Let us give names and symbols to the main components of this learning problem. There is the input $$\mathcal {x}$$ (customer information that is used to make a credit decision) , the unknown target function $$\mathcal {f: X \to Y}$$ (ideal formula for credit approval) , where $$\mathcal {X}$$ is the input space (set of all possible inputs  $$\mathcal {x}$$) , and $$\mathcal {Y}$$ is the output space (set of all possible outputs, in this case just a yes/no decision). There is a data set $$\mathcal {D}$$ of input-output examples $$(x_1 , y_1 ) , · · · , (x_N , y_N) ,$$ where $$\mathcal {y_n = f (x_n )}$$ for $$n = 1, . . . , N$$ (inputs corresponding to previous customers and the correct credit decision for them) .

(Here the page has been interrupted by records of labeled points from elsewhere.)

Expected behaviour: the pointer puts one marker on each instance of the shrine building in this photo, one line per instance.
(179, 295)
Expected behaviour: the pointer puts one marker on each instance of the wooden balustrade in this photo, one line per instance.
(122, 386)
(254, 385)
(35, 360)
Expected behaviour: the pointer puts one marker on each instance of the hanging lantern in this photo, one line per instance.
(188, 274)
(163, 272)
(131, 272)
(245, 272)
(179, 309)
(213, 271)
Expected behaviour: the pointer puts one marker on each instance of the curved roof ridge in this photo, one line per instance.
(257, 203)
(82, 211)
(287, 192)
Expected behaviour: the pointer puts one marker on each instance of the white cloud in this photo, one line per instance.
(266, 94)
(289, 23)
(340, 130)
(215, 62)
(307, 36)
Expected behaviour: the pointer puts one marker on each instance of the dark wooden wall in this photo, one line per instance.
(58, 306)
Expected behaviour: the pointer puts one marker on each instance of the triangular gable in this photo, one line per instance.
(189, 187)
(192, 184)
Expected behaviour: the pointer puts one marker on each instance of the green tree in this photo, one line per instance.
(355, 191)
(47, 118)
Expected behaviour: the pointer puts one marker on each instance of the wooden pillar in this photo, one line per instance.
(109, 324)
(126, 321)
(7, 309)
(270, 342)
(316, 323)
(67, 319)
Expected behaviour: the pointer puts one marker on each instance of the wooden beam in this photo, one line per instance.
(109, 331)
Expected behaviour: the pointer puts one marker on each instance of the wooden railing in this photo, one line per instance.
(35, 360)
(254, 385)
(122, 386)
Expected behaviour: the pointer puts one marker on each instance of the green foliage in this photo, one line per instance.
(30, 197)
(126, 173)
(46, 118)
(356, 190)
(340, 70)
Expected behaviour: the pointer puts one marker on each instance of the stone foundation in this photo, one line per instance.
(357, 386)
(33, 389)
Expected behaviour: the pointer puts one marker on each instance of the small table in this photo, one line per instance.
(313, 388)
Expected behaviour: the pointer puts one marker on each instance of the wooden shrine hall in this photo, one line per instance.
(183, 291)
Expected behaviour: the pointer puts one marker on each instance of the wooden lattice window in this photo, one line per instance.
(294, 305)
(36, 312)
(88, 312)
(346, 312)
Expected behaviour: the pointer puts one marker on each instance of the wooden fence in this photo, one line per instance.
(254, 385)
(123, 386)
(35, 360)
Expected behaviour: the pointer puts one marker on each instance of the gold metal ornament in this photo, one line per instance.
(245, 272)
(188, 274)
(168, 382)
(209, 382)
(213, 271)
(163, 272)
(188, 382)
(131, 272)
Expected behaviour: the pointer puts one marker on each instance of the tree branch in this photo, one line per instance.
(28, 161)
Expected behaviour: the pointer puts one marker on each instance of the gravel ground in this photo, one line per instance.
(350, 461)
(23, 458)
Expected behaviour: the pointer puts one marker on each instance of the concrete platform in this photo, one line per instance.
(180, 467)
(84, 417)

Basic Setup of Machine Learning Problem

The examples are often referred to as data points. Finally, there is the learning algorithm that uses the data set $$\mathcal {D}$$ to pick a formula $$\mathcal {g: X \to Y}$$ that approximates $$\mathcal {f}$$. The algorithm chooses $$\mathcal {g}$$ from a set of candidate formulas under consideration, which we call the hypothesis set $$\mathcal {H}$$. For instance, $$\mathcal {H}$$ could be the set of all linear formulas from which the algorithm would choose the best linear fit to the data.

When a new customer applies for credit, the bank will base its decision on $$\mathcal {g}$$ (the hypothesis that the learning algorithm produced) , not on $$\mathcal {f}$$ (the ideal target function which remains unknown) . The decision will be good only to the extent that $$\mathcal {g}$$ faithfully replicates $$\mathcal {f}$$. To achieve that , the algorithm chooses $$\mathcal {g}$$ that best matches $$\mathcal {f}$$ on the training examples of previous customers, with the hope that it will continue to match f on new customers.

# Learning Model

There are five component of learning as discussed in above section:

• Unknown Target Function $$\mathcal {f: X \to y}$$
• Training Data $$\mathcal {(X_1, y_1), (X_2, y_2), …, (X_N, y_N)}$$
• Final Hypothesis $$\mathcal {g: X \to y}$$
• Learning Algorithm $$\mathcal {A}$$
• Hypothesis Set $$\mathcal {H}$$

In these $$5$$ components, we have no control over Target Function, Training Data and Final Hypothesis. We have only control over Learning Algorithm and Hypothesis. Together they are referred as Learning Model.